Rückfällig sei auch die Zahl der Lehrlinge. Zahlreiche Lehrstellen im regionalen Handwerk blieben bisher unbesetzt. Für den Geschäftsführer Uwe Czupalla kommt diese Entwicklung angesichts der Corona-bedingten Einschränkungen nicht überraschend. Seit März haben praktisch keine Ausbildungsmessen und kaum Berufsorientierungstage an Schulen stattgefunden. Damit seien in diesem Jahr wichtige Veranstaltungen entfallen, bei denen Jugendliche und Betriebe zusammenkommen würden. Deren Wegfall lasse sich nicht kurzfristig kompensieren.

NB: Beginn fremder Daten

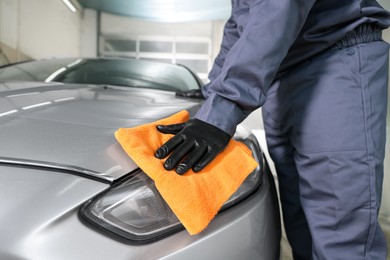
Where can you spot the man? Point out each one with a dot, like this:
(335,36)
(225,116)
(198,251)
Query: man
(319,69)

Unabhängig von der Corona-Krise habe es in den vergangenen Monaten allerdings auch eine Reihe von positiven Entwicklungen gegeben, betonten die Vorstandsmitglieder einstimmig. So sei die Rückkehr zur Meisterpflicht für zwölf Gewerke, die ich in Berlin politisch auch unterstützt habe, ein starkes Zeichen für mehr Qualität und Qualifizierung im Handwerk, so Kramwinkel.

Positiv bewerte wurde auch das beschlossene Corona-Konjukturpaket der Bundespolitik. Für die stell. Vorsitzenden, Denis Kern und Frank Willkomm,  sei das Konjunktur-Paket der Bundesregierung eine gute Sache. Diese wurde von Handwerksbetrieben umfangreich genutzt.  Allerdings gab es auch Kritik in Bezug auf den enormen Verwaltungsaufwand in Zusammenhang mit der Senkung der Mehrwertsteuer. Zwar sei die Mehrwertsteuersenkung prinzipiell richtig, die praktische Umsetzung in den Betrieben gestalte sich sehr umständlich, erklärte Kern. Alle anwesenden Vertreter der Kreishandwerkerschaft forderten die Senkung der Mehrwertsteuer über das zweite Halbjahr 2020 zu verlängern.

Ich bedanke mich für die Einblicke. Das Handwerk ist in unserer Region Rhein-Main ein wichtiger Grundpfeiler der Wirtschaft und biete über seine vielfältigen Aus- und Weiterbildungsmöglichkeiten Zukunftsperspektiven für junge Menschen aller Schulformen. Daher müssen wir als Politiker die Handwerksbetriebe weiterhin unterstützen und positive Anreize schaffen, damit sie auch in Zukunft wettbewerbsfähig bleiben.